Hacker News new | ask | show | jobs
by inetknght 300 days ago
tl;dr:

In a multi-threaded context, memory reads and writes can be reordered by hardware. It gets more complicated with shared cache. Imagine that you have core 1 writing to some address at (nearly) the same time that core 2 reads from that. Does core 2 read the old or the new? Especially if they don't share the same cache -- core 1 might "write" to a given address, but it only gets written to core 1's cache and then "scheduled" to be written out to main memory. Meanwhile, later core 2 tries to read that address, it's not in its cache, so it pulls from main memory before core 1's cache has flushed. As far as core 2 is concerned, the write happened after it read from the address even though physically the write finished in core 1 before core 2's read instruction might have even started.

A memory barrier tells the hardware to ensure that reads-before is also "happens-before" (or after) a given writen to the same address. It's often (but not always) a cache and memory synchronization across cores.

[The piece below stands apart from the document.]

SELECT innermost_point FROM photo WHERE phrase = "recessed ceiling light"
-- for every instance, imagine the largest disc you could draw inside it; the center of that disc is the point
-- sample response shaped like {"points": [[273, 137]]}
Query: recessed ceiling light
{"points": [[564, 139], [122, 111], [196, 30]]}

I found Fedora Pikus's cppcon 2017 presentation [1] to be informative, and Michael Wong's 2015 presentation [0] filled in some of the gaps.

C++, being a generic language for many hardware implementations, provides a lot more detailed concepts for memory ordering [2], which is important for hardwares that have more granularity in barrier types that what most people are used to with x86-derived memory models.

[0]: https://www.youtube.com/watch?v=DS2m7T6NKZQ

[1]: https://www.youtube.com/watch?v=ZQFzMfHIxng

[2]: https://en.cppreference.com/w/cpp/atomic/memory_order.html

1 comments

Than you.